As I’ve travelled roughly north from Naples to Rome and then Rimini, via a number of smaller towns and cities I’ve noticed there always seems to be something happening in Italy. If it’s not the Republic Day celebrations in Rome, then there’s the Pope giving an open-air mass in Genova or the pheasant and strawberry festival in Fano.
I wondered why. Is it that the large semi-official posters make events easy to discover? No, I realised as I watched the weather forecast on TV. Bright red suns ran across the length of Italy like the Scorcio! sketch on the Fast Show. It is guaranteed good weather between April and October.
It is this guarantee of good weather that enabled the Italian front to change so rapidly over the middle months of 1944. The mud that had vehicles and my uncle bogged down in Benevento over winter dries quickly. Defensive lines were broken, and Rome was liberated.
By the end of that summer my great uncle had travelled hundreds of miles from Rome to Forli, repairing tracks and stations in a number of towns. Following in his footsteps I find the whole thing exhausting, and I’m not doing any of the manual labour he was enduring. So he probably deserved his time at the beach as much as anyone. Crossing the Apennines via Assisi, his unit reached the Adriatic’s beach resorts.
The Adriatic has always sounded cold to me. Far from it. The beach umbrellas say different, as do the smiles and tan lines of his unit in a photograph on the beach. Staying at a sea-front hotel as he seems to have done (there weren’t a whole lot of tourists after all) I suppose is a good a gig as it gets in a war.
But then things could change as quickly as the floodwaters of the rivers my great uncle was bridging. He ended up in a hospital for six days, with a non-combat injury. That’s all I’ve been able to find out. While in his sickbed there was a second incident to his unit, on which I have been able to discover a little more.

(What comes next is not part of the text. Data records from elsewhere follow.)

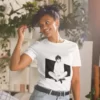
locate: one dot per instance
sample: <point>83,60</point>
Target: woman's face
<point>49,26</point>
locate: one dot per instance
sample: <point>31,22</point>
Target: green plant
<point>8,25</point>
<point>91,94</point>
<point>74,24</point>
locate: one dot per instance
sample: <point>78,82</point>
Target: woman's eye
<point>47,22</point>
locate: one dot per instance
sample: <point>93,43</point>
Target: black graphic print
<point>56,70</point>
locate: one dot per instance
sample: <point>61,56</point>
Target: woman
<point>45,52</point>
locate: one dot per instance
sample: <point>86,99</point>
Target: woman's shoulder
<point>70,42</point>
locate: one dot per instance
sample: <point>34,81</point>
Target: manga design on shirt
<point>57,70</point>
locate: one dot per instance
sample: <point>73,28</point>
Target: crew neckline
<point>53,43</point>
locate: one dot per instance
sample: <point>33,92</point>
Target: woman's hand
<point>21,31</point>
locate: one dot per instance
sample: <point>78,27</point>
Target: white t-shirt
<point>55,62</point>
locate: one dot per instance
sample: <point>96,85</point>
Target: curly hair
<point>51,10</point>
<point>57,57</point>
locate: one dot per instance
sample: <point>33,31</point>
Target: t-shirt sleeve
<point>76,57</point>
<point>31,52</point>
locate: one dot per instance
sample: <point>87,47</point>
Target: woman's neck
<point>56,39</point>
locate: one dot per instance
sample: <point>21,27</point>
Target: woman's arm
<point>75,83</point>
<point>18,61</point>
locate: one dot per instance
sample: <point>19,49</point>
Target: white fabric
<point>6,96</point>
<point>49,55</point>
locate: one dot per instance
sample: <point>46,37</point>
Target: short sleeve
<point>31,52</point>
<point>76,57</point>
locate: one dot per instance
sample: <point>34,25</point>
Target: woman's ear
<point>57,23</point>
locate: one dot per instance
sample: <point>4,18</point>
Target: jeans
<point>37,95</point>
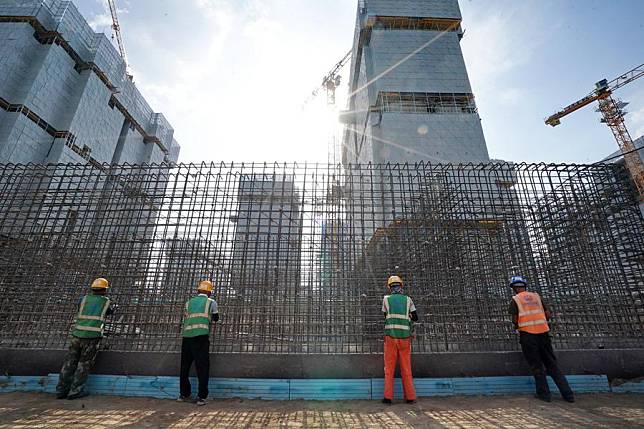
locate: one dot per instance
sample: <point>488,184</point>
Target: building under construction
<point>65,95</point>
<point>300,268</point>
<point>410,97</point>
<point>299,253</point>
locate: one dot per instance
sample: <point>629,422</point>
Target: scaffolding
<point>299,253</point>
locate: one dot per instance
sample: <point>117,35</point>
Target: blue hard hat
<point>515,280</point>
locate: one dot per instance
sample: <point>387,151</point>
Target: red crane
<point>613,116</point>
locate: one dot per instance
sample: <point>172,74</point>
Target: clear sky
<point>231,76</point>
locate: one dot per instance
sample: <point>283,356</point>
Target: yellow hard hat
<point>100,283</point>
<point>205,286</point>
<point>393,280</point>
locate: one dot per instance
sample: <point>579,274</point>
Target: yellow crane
<point>331,81</point>
<point>612,111</point>
<point>116,27</point>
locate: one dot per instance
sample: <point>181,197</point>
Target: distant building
<point>410,95</point>
<point>65,95</point>
<point>266,257</point>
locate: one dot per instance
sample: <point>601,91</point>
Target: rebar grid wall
<point>299,253</point>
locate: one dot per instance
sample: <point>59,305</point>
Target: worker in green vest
<point>400,312</point>
<point>199,311</point>
<point>84,341</point>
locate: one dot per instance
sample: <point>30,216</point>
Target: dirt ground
<point>37,410</point>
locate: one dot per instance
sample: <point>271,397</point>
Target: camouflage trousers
<point>78,363</point>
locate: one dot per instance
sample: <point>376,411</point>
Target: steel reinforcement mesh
<point>299,254</point>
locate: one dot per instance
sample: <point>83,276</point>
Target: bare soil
<point>38,410</point>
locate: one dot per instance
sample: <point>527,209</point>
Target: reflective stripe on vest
<point>532,317</point>
<point>197,321</point>
<point>398,323</point>
<point>90,320</point>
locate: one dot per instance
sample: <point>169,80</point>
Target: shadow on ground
<point>36,410</point>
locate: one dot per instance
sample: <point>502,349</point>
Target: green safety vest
<point>398,323</point>
<point>197,319</point>
<point>91,317</point>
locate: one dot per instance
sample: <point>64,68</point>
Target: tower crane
<point>613,113</point>
<point>331,81</point>
<point>116,27</point>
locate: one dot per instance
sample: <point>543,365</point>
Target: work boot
<point>78,395</point>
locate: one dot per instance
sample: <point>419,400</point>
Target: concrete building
<point>65,95</point>
<point>410,96</point>
<point>266,256</point>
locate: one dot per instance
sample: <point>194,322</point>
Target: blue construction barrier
<point>311,389</point>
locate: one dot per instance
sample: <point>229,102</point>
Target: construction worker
<point>530,317</point>
<point>400,312</point>
<point>195,346</point>
<point>84,341</point>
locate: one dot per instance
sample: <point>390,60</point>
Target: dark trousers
<point>538,351</point>
<point>78,363</point>
<point>195,349</point>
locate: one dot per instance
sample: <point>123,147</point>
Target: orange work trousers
<point>395,349</point>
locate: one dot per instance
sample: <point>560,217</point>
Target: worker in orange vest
<point>530,317</point>
<point>400,312</point>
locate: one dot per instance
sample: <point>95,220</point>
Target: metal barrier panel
<point>300,253</point>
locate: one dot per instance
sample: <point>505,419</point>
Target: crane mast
<point>612,115</point>
<point>331,81</point>
<point>116,27</point>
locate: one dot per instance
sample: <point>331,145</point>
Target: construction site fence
<point>299,254</point>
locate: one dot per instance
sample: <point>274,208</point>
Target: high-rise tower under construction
<point>410,96</point>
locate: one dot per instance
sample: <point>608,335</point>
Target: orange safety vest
<point>532,317</point>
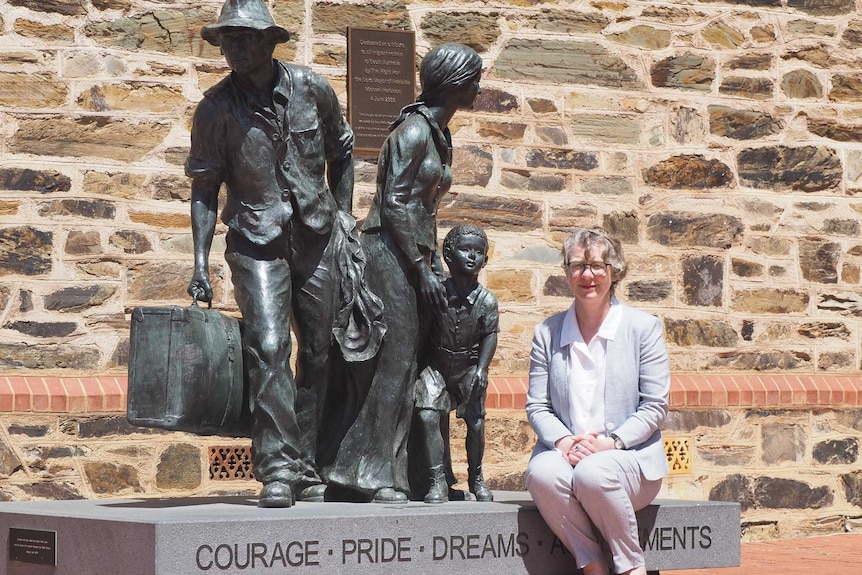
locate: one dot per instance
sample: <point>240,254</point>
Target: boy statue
<point>457,375</point>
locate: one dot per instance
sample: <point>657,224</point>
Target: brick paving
<point>828,555</point>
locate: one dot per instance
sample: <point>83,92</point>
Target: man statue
<point>274,135</point>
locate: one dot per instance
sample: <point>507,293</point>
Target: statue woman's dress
<point>399,233</point>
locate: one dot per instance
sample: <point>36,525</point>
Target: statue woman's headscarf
<point>444,68</point>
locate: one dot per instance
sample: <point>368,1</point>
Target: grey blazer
<point>637,384</point>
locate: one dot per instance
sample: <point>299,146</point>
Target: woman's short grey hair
<point>597,243</point>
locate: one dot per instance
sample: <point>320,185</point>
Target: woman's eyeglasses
<point>596,268</point>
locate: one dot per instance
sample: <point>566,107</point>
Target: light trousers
<point>593,501</point>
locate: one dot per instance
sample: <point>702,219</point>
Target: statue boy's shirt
<point>272,155</point>
<point>466,322</point>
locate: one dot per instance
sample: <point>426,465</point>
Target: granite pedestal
<point>232,535</point>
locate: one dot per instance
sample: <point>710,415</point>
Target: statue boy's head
<point>244,15</point>
<point>465,250</point>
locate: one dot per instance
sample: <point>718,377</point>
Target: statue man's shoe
<point>480,490</point>
<point>389,495</point>
<point>313,493</point>
<point>275,494</point>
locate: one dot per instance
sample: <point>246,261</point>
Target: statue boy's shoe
<point>480,490</point>
<point>389,495</point>
<point>276,494</point>
<point>313,493</point>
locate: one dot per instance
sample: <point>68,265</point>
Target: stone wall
<point>794,471</point>
<point>720,141</point>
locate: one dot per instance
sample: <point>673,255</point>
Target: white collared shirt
<point>587,370</point>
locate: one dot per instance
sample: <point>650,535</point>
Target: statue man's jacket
<point>271,154</point>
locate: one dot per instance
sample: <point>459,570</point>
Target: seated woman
<point>599,384</point>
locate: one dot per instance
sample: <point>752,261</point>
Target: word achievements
<point>381,79</point>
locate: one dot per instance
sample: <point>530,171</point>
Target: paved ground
<point>831,555</point>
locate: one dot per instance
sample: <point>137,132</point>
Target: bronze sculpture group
<point>375,319</point>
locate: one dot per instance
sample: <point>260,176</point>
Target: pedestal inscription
<point>232,535</point>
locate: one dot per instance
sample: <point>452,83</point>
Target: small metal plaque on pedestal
<point>33,546</point>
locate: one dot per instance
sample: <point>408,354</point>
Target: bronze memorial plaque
<point>33,546</point>
<point>381,79</point>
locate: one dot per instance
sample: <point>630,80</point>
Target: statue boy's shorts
<point>447,384</point>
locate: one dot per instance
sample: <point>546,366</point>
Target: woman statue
<point>599,384</point>
<point>404,269</point>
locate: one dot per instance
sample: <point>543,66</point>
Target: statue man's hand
<point>480,380</point>
<point>200,288</point>
<point>430,289</point>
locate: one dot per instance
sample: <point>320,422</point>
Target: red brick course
<point>107,393</point>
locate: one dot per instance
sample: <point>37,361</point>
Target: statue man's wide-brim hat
<point>252,14</point>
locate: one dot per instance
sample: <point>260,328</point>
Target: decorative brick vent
<point>678,451</point>
<point>230,462</point>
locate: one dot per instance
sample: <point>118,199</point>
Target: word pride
<point>370,551</point>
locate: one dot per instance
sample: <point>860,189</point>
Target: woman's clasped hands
<point>574,448</point>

My uncle’s supervising Lance Corporal (one up from private or sapper) went on a reconnaissance mission and never came back. His body wasn’t found for another two days, riddled with automatic gun fire. He is now buried in Ancona’s Commonwealth War Cemetery, just a short distance away from the beaches and holidaying tourists.
It is not a very pleasant thought to end on, but then war isn’t very pleasant. I get the feeling that the celebrations that erupted at the end of the war in Italy, then Europe and finally Japan were more out of a sense of relief than anything. ‘Thank god that’s over’ people everywhere were thinking, ‘my family our finally safe’.